Biden unveiled the new measures on Thursday, including the forced return to Mexico each month of as many as 30,000 migrants and refugees from Cuba, Nicaragua, Haiti and Venezuela who come to the US’s Southern border in search of protection, Al-Jazeera reported.
“If you’re trying to leave Cuba, Nicaragua or Haiti … do not just show up at the border. Stay where you are and apply legally from there,” Biden told reporters from the White House, stressing that the new rules aimed to reduce a surge in border arrivals.
Guerline Jozef, executive director of the Haitian Bridge Alliance support group, said on Friday that by urging migrants and refugees to stay where they are, Biden effectively told them to “stay where they are to die”.
“‘Do not come, stay where you are,’ has been a rhetoric of the US government, of the Biden administration, that is unacceptable, that is completely disconnected of the reality of people fleeing to seek asylum,” Jozef told reporters during a press call.
Returning Haitians to Mexico, she added, “where they are unsafe and unable to survive, is unacceptable”.
The new US immigration rules came amid an increase in refugee and migrant arrivals at the US-Mexico border, which has fuelled a political campaign by Republican legislators who accuse the Biden administration of not doing enough to address the situation.
On Thursday, Biden said the US will allow as many as 30,000 Cuban, Haitian, Nicaraguan and Venezuelan nationals into the country each month and give them two-year work permits. But this process, known as “parole”, will only apply to individuals who have a US-based sponsor to provide financial support and who pass rigorous vetting.

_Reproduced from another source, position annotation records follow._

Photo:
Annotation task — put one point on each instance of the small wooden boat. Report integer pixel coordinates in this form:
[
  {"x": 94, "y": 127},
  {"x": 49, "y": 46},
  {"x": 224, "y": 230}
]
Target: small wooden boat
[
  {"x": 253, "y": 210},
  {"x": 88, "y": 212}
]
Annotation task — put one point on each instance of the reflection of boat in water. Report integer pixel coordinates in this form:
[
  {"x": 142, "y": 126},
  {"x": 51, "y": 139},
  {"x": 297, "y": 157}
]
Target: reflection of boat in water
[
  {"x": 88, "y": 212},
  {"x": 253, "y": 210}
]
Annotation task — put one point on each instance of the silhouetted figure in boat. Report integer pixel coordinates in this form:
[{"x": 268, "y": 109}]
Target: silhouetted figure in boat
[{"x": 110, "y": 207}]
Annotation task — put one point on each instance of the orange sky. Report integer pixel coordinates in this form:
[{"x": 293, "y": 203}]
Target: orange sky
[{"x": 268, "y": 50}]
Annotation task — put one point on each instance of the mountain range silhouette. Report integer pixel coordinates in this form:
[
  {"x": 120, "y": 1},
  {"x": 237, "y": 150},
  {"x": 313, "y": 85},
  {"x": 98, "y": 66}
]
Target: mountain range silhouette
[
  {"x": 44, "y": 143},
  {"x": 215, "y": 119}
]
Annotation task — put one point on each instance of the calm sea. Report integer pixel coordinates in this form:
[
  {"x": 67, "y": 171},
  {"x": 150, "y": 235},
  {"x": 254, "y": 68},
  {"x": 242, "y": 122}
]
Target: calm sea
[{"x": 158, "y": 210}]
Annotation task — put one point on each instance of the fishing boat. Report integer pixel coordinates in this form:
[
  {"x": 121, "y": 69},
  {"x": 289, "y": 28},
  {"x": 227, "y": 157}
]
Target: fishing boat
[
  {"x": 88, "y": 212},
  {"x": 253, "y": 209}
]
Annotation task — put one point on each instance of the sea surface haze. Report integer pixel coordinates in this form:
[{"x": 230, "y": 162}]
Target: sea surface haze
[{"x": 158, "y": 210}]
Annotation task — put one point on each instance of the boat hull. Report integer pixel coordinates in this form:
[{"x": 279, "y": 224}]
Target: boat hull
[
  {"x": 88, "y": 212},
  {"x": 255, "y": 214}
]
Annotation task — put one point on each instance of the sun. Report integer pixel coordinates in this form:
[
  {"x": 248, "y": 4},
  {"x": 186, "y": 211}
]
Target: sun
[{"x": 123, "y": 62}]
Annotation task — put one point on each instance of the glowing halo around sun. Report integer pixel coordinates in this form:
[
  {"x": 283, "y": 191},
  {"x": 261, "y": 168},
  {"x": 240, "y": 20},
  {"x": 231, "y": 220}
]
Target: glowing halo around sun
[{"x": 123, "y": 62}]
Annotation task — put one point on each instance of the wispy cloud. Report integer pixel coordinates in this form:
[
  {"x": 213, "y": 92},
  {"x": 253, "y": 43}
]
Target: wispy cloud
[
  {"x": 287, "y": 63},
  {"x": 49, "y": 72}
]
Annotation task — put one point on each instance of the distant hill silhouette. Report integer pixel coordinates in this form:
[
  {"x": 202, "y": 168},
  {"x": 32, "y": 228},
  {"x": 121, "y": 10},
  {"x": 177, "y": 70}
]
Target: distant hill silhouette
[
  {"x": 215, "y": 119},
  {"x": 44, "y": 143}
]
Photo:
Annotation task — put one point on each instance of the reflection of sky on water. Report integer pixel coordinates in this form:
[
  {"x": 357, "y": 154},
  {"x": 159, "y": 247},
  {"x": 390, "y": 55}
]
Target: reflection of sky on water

In turn, anyone from the four countries who tries to seek asylum at the US-Mexico border will be turned away and barred from accessing the new programme; Biden said that Mexico agreed to take back 30,000 migrants and refugees monthly from Cuba, Haiti, Nicaragua and Venezuela.
That effectively amounts to an expansion of Title 42, a widely denounced and contentious border policy that allows US authorities to rapidly expel most asylum seekers who arrive at the border in search of protection.
The Biden administration has been ordered to end Title 42 – first invoked in March 2020 under the guise of the COVID-19 pandemic – but it remains in place as the US Supreme Court considers a request by Republican-led states to join a case seeking to keep the restriction in place.
While rights groups welcomed the new parole programme, among other measures announced this week, the expansion of Title 42 drew immediate criticism.
“The administration’s statements seem to assume that coming to the border to seek asylum is not a legal pathway,” Melissa Crow, director of litigation at the Center for Gender and Refugee Studies at UC Hastings College of the Law in California, said during Friday’s news call.
“But under US laws and treaty obligations, people have the right to come to the border and ask for asylum regardless of what country they come from, how they reach US territory, or what documents they hold,” Crow added.
Washington also signalled that anyone who enters Mexico and Panama without authorisation will be ineligible for the new parole programme, which allows people to enter the US but does not give them a path to permanent status.
That, the Washington Office on Latin America said, “will leave thousands of migrants stranded throughout the route and place additional burden on those countries”.
Savitri Arvey, senior policy adviser at the Women’s Refugee Commission’s migrant rights and justice programme, also pointed out that many people will continue heading towards the border because they cannot afford to wait in their home countries, or will not qualify for the parole scheme.
“This approach does not present a solution — it instead will exacerbate the danger — for many of the most vulnerable individuals in need of our protection,” Arvey said in a statement on Friday.
Gang violence, political instability, and economic crises made worse by the COVID-19 pandemic are among the many factors driving record migrant and refugee arrivals at the US-Mexico border in recent months.
With Venezuela continuing to reel from years of political and socioeconomic insecurity, more than 7.1 million refugees and migrants have been displaced, according to United Nations figures
Economic hardships have fuelled the largest wave of outward Cuban migration in years; Haitians face a surge in gang violence, political instability, and a new outbreak of cholera, and in June, the UN rights chief warned of an “unprecedented” exodus from Nicaragua amid a political crisis there.
While Biden has acknowledged these crises across the region, and promised to take a more human approach to migration than former President Donald Trump, his administration continues to pursue a “deterrence” strategy on migration.
Jozef at the Haitian Bridge Alliance said though she welcomed Biden’s expanded pathways for parole, the US should not close the door to the many asylum seekers who have little choice but to try to seek asylum at the border.
“Now imagine, you are a woman who was raped, fleeing without a passport, in the middle of the Darien Gap,” she told reporters, referring to the popular migration route between Panama and Colombia that is rife with violence and other dangers.
“You do not have a phone. You do not have access to an embassy. How are you going to be able to apply for a programme that is supposed to save your life?” she added.